East and West politics came together — almost literally head-on — in his monumental “Bat Project 2.” On an invitation from the Guangzhou Triennial in China, Mr. Huang in 2002 constructed a full-scale model of a section of an American EP-3 spy plane that had, the previous year, collided with a Chinese fighter jet over the South China Sea.

The incident had created a diplomatic crisis, and though it was resolved, tensions clearly remained: Two days before the Triennial opened, the Chinese authorities removed and destroyed Mr. Huang’s piece. (He later reconstructed it for exhibitions outside of China.)

By this time, Mr. Huang had become one of a handful of Chinese-born artists regularly chosen for the international art circuit. In 1998 he participated in the influential group exhibition “Inside Out: New Chinese Art,” organized by the Asia Society in New York. In 1999 he represented France at the 48th Venice Biennale. A traveling retrospective, “House of Oracles,” was organized by the Walker Art Center in Minneapolis in 2004.

He later had solo shows at the Barbican Gallery, London, in 2008; at the Maxxi Museum, Rome, in 2014; and at the Grand Palais in Paris and the Power Station of Art in Shanghai, both in 2016. He is represented in New York by the Gladstone Gallery and by Kamel Mennour in Paris.

Mr. Huang’s survivors include his wife, Shen Yuan, and his daughter, Huang Yan.

From the start, and emphatically, he removed himself from his work both as a personality and as any sort of moral judge.
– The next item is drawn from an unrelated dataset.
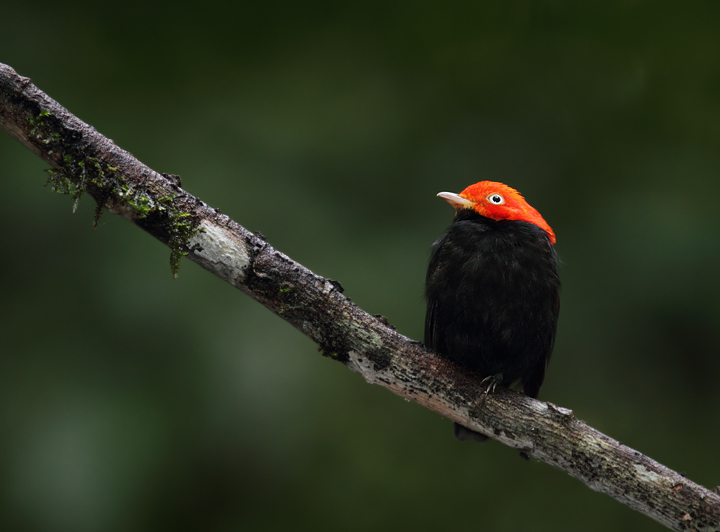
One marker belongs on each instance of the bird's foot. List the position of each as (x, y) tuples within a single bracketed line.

In 1989, he recalled his participation in an important early group exhibition of new Chinese art. He had brought just two small works, both products of chance procedures, to a highly competitive, potentially career-making event.

“My participation was extremely successful,” he said, “simply because it had no effect at all. It was almost as if I had not been there. I didn’t have any influence. I was excluded from the power of influence.”